In a natural soil environment, a cooperative relationship exists between microbes and plants. Plants like grass, trees and food crops depend on microorganisms in the soil to obtain water, solubise nutrients, protect from pests and pathogens, prevent nutrient loss and break down compounds that could inhibit growth. These soil microbes, in return, benefit from the health of plants growing in the soil and substances secreted from the plants root system. This relationship creates a dynamic living system that is easily broken by conventional systems that use pesticides, herbicides and fertilizers. The chemicals that we use to enhance plant growth can actually destroy the soil system, killing or causing mutation pressure on the soil microbes that all other organisms in the ecosystem need to survive.
What Soil Microbes Do for the Ecosystem
A small handful of healthy soil will include millions of microscopic organisms that are beneficial to the soil systems where healthy plants grow, including fungi, nematodes, protozoa, microathopods and other beneficial bacteria. These microbes decompose organic material while they absorb water and nutrients that would otherwise get lost in the soil; the absorbed water and nutrients then get used by more and more complex creatures. This ecosystem ranges from the tiniest bacteria to the largest mammal predators. Any damage suffered by one part of the system can affect the health of all the others.
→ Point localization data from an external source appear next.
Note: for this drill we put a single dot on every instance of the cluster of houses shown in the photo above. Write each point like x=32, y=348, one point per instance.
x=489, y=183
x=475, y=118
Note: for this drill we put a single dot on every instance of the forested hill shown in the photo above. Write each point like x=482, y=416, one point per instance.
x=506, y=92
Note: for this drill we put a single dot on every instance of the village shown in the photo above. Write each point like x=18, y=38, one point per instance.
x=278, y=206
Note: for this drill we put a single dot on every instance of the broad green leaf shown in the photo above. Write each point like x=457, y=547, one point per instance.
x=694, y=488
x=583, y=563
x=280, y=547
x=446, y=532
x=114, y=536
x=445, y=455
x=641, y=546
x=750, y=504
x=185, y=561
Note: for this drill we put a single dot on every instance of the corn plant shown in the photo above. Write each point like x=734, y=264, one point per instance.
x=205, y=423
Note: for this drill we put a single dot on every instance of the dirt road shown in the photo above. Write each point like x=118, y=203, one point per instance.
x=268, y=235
Three Levels of the Soil Ecosystem
The first level of the soil ecosystem is made up of bacteria and fungi that consume leftover organic matter, nitrogen and nutrients. These organisms act like a nutrient bank that plants can use when they need it. The second level of organisms consists of predators that feed on the bacteria and fungi. Nitrogen and nutrients are metabolized and released into the soil at a slow rate that is beneficial to plant growth. Higher-level predators, like millipedes and earthworms, make up the third level. These animals keep the second-level organisms in check, helping the plants maintain a healthy growth rate. The third level is also made up of bigger predators that keep the smaller ones from over eating. This extensive bio-diversity is what makes all life in the soil ecosystem possible.
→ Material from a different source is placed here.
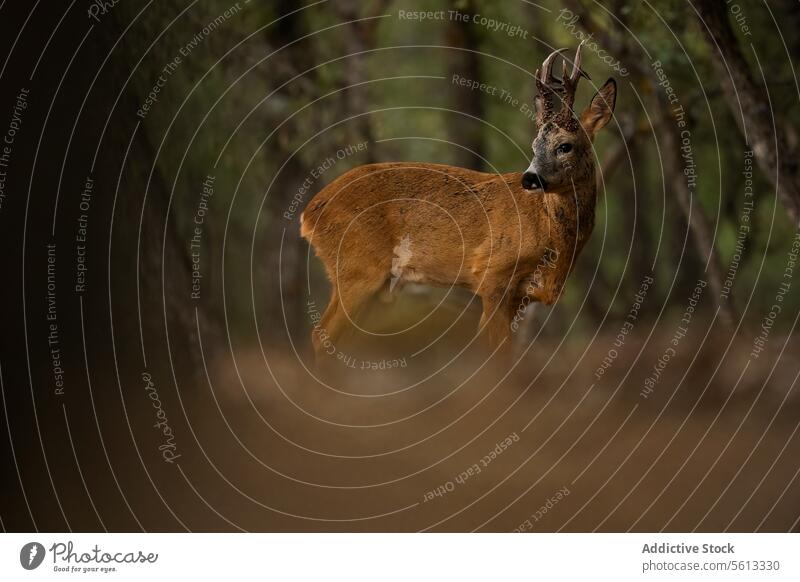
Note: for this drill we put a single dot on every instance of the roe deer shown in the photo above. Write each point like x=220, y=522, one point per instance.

How Pesticides Affect Soil Microbes
Pesticides include a large group of chemical agents that attempt to eliminate destructive biological forces in agriculture. These include herbicides for killing plants, insecticides for killing insects, fungicides for killing fungus and bactericides for killing bacteria. While these chemicals supposedly only target specific species, repeated use inevitably kills microbial life that is beneficial to the soil system. Microbes that survive can be genetically altered in a way that is no longer beneficial to the soil ecosystem and be resistant to the chemical intended to kill them. The destruction or alteration of first-level microbes can affect the entire soil ecosystem all the way up to the largest mammalian predators.